I spent the morning in bed. I couldn't get up. I hate that. Motivation isn't something that happens to me anyway, but getting up and doing stuff that I actually *want* to do normally is. Although when I got up at midday and came downstairs to attempt to do something productive like watch TV, I was reminded why I hadn't - it was either non-stop J-Lo, or 'Blurry' by Puddle Of Mudd. Which had me in floods again in seconds. Gah.
Well, I can't hang around here all day. I have to go and find a voice.
And remember not to use it to tell anyone I'm falling for them.
I would like to hurt less, please. ~sigh~
And if anyone else says anything like "Oooh, your mother's coming to sing in Friday? Wow...you must be so proud of her...she's a Dame, right? Wow..." I shall smash their head into the nearest computer screen.
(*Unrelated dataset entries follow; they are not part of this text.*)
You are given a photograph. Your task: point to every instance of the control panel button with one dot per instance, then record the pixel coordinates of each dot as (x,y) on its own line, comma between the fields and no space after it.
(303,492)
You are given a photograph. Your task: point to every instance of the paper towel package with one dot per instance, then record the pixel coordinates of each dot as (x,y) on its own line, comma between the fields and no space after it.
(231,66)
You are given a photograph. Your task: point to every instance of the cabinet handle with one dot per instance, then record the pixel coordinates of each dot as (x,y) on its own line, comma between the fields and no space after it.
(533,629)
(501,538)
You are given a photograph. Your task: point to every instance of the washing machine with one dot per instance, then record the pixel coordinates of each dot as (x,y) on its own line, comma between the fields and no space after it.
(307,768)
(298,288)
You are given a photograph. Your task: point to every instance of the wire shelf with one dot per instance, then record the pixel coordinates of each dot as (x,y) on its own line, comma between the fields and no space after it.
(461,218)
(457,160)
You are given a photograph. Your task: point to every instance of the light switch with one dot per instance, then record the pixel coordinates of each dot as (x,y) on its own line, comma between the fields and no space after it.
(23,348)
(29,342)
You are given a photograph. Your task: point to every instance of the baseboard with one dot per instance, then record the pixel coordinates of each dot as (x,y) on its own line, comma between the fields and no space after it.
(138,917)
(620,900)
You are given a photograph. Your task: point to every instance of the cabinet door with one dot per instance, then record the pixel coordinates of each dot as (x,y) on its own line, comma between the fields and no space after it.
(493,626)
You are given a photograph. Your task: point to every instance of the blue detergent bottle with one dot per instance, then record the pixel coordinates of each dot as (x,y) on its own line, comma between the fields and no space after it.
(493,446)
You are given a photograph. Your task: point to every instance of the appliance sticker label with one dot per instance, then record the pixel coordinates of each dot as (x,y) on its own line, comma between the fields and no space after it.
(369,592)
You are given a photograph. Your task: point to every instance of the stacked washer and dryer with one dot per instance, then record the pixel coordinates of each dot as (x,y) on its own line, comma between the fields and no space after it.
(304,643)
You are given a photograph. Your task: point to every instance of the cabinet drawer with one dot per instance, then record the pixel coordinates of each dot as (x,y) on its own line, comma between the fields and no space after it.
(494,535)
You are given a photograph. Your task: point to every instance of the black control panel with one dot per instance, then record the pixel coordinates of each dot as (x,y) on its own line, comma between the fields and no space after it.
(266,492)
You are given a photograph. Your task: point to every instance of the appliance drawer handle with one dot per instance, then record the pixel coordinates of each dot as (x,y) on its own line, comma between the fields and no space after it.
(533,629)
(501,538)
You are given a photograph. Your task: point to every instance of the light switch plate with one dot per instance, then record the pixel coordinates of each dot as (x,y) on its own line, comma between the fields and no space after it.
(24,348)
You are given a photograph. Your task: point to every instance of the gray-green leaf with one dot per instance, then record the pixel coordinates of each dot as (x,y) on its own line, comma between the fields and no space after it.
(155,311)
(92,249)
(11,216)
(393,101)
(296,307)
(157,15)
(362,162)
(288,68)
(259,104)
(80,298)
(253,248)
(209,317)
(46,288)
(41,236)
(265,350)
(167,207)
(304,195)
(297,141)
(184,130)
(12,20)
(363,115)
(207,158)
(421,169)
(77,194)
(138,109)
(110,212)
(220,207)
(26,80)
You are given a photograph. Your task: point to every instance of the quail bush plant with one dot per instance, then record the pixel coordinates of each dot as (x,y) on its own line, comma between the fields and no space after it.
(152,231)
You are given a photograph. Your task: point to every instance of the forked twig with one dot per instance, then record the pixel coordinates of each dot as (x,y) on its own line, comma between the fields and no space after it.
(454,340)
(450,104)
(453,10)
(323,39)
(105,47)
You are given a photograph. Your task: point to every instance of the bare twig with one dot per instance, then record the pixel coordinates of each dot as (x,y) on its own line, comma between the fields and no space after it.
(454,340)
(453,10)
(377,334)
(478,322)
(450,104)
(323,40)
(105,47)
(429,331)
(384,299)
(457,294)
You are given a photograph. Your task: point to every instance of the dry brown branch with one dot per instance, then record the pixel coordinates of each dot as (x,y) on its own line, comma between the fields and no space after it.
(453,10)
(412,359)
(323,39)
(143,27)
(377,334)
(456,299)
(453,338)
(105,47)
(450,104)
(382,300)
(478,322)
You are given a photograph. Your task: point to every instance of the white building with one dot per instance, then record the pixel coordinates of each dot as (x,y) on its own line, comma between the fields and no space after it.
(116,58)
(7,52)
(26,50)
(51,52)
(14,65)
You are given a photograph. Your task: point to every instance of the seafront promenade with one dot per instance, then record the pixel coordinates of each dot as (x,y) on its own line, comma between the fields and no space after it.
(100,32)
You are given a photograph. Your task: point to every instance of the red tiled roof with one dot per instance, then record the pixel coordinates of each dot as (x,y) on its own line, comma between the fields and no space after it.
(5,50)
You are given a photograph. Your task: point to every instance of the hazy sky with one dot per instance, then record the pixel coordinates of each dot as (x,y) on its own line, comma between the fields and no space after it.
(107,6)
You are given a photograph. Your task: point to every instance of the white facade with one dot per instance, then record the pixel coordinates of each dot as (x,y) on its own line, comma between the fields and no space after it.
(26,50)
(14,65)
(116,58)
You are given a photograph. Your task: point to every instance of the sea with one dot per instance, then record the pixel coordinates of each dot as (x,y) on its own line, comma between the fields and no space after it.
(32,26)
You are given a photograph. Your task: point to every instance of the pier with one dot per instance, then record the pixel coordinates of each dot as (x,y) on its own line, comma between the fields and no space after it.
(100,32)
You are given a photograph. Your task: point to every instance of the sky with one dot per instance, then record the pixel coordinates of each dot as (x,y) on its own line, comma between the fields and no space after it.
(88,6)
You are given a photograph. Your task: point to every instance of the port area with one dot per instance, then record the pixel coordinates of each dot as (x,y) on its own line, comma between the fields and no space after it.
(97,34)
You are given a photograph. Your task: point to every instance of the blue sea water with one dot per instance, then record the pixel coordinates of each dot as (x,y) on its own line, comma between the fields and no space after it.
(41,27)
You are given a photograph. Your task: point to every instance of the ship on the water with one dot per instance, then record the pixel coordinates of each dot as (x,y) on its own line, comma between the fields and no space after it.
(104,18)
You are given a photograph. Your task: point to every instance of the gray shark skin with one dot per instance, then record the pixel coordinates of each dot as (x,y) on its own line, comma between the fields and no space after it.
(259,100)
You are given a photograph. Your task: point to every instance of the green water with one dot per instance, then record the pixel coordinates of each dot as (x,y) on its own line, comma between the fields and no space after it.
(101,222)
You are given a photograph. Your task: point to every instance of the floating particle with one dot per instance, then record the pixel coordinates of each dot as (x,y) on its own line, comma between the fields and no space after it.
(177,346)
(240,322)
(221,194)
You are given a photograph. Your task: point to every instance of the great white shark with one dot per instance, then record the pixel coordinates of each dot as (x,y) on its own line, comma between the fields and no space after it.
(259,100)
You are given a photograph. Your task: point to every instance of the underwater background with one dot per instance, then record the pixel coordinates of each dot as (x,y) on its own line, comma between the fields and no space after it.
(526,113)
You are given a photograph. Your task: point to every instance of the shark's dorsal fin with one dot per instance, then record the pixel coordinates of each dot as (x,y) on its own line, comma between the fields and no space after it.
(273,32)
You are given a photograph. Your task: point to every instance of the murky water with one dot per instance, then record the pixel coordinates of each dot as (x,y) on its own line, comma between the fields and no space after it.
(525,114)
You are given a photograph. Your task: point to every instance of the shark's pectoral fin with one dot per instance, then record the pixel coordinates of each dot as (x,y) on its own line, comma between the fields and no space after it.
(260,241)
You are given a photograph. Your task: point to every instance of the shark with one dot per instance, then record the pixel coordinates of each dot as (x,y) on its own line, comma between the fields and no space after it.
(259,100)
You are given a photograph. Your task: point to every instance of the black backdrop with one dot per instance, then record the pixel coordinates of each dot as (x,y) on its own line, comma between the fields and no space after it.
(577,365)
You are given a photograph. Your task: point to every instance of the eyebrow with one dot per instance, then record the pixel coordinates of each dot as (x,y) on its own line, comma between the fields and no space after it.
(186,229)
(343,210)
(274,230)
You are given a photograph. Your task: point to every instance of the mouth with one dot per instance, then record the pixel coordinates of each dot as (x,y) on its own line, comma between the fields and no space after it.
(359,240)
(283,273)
She's my mother. I love her because she's my mother.
Bah. Blasted sweet people, ruining my misery. ~grin~
Very occasionally, the people at school are actually rather lovely.
It's weird when the people in question are Gemma & co, though.
You know, thinking about this, I probably should warn *you* lot that you all ought to be careful being kind to me. It's a really good way to get me liking you more than you want.
This has been a public service announcement. Thank you.
There was a post here. Now there isn't. This post has gone on holiday.
It might come back. With a tan.
Tasha : Look, I have soup in my hair. I'm not the one to be giving you love advice.
I love my friends.
Sonia just lent me the No Doubt album, as having heard 'Hella Good' and deeming it at least as good as 'Hey Baby', I figured the album was worth checking out.
It is. They've done the only thing that could have made me like them. They've hooked up to synths. I like. I like. It's all sparkly! And it's music to pose to! *YAY*!
There's the odd dodgy reggae-influenced bit - and if you know me you'll know that reggae is total anathema to me - but it's mainly just down-and-dirty electronic pop.
Also. I am loved. I really, really am.